As implicações relacionadas ao direito à privacidade, sigilo da informação e apropriação de dados diversos, que são depositados nas nuvens computacionais, mediante o uso crescente dos assistentes virtuais, marcaram as discussões do I Congresso Internacional Multidisciplinar de Assistentes Digitais, promovido pelo Grupo de Estudos em Inovação, Tecnologia e Direito da Faculdade de Direito da Universidade Federal da Bahia (FDUFBA).

De acordo com o coordenador do evento e professor da FDUFBA, Marco Aurélio de Castro Júnior, “é preciso dar atenção para essa tecnologia nova, pois ainda não dá para antever as complicações que virão a partir do uso dessas aplicações, apesar das facilidades e vantagens que a utilização desses assistentes traz, como o controle do tempo, temperatura; organização de tarefas, arquivos; provisão de suprimentos, gerenciamento de compras, entre outras atividades pertencentes a várias áreas”.

Castro Júnior enfatizou que “a comunicação entre homem e máquina, na modalidade dos assistentes digitais – sistemas compostos, equipados com caixas de som, telas de LCD, óculos, anéis, smartphones e capacidade de se conectar a uma base de dados, acessada por programa de inteligência artificial, como o Cortana, da Microsoft; o Siri, da Apple; o Google Assistente do Google e a Alexa, da Amazon – será cada vez mais crescente e ampliada na sociedade contemporânea, a fim de atender às mais diversas demandas”.

“A atualidade desses sistemas de inteligência artificial (Artificial Intelligence – AI) e aprendizagem de máquina (machine learning) e sua forma ampla de aplicação é que o há de mais moderno no mundo da tecnologia e exige uma abordagem multidisciplinar”, disse o professor.

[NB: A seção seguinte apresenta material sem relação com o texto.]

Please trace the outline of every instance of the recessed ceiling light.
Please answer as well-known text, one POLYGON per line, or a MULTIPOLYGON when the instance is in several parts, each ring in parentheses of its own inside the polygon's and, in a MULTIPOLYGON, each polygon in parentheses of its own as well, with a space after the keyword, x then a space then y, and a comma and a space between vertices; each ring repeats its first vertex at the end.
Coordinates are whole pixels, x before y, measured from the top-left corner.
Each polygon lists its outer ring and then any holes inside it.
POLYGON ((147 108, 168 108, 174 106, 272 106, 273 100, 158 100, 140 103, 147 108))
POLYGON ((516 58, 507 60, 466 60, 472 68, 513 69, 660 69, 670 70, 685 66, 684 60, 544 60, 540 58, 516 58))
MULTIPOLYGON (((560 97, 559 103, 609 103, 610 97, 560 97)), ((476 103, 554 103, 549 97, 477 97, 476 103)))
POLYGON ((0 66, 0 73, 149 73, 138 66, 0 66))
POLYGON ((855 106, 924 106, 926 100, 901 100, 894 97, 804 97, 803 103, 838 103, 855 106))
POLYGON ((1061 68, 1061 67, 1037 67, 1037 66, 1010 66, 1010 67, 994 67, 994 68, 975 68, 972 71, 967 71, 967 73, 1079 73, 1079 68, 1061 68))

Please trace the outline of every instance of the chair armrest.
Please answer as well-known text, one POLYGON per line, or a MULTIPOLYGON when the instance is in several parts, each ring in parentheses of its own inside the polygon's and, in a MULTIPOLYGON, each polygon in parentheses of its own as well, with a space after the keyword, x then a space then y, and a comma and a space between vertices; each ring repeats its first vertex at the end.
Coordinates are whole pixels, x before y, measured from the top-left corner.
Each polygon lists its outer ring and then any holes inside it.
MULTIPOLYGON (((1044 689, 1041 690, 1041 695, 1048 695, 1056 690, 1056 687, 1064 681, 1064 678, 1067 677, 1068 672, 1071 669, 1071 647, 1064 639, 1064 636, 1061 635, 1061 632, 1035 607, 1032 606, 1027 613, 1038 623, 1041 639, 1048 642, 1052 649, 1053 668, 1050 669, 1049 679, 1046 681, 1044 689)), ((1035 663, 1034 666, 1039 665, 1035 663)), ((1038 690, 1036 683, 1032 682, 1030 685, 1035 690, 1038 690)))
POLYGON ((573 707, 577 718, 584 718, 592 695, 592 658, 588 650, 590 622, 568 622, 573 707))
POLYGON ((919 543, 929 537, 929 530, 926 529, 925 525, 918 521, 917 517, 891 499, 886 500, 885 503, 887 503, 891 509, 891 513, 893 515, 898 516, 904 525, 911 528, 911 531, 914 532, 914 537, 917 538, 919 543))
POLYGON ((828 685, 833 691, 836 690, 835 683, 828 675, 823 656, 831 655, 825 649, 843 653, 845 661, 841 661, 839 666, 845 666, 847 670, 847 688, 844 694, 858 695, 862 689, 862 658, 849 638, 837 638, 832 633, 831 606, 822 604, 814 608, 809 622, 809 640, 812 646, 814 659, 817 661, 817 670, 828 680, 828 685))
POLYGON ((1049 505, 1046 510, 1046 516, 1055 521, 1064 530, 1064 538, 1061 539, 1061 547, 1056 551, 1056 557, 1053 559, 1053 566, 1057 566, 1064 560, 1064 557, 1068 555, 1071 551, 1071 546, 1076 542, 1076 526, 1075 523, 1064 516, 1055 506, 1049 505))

Por isso, nos últimos dias 18 e 19/11, o encontro reuniu acadêmicos das áreas do direito, educação, comunicação, filosofia, medicina, tecnologia, inovação, engenharias, psicologia e psicanálise, arquitetura, marketing e negócios a fim de aprofundar as reflexões já realizadas pelo grupo de pesquisa em inovação, tecnologia e direito da FDUFBA.

No campo do Direito, o docente salientou que a repercussão da AI e da machine learning é direta, pois “exige-se contratos específicos e altamente especializados, visando proteção da privacidade e obediência à Lei Geral de Proteção de Dados Pessoais (Lei nº 13.709/2018), proteção aos idosos e crianças, redução da exposição das empresas aos novos riscos jurídicos que se apresentam, uso de dados extraídos dos dispositivos para provas judiciais, controle social pelo acesso a um volume gigantesco de dados e etc”.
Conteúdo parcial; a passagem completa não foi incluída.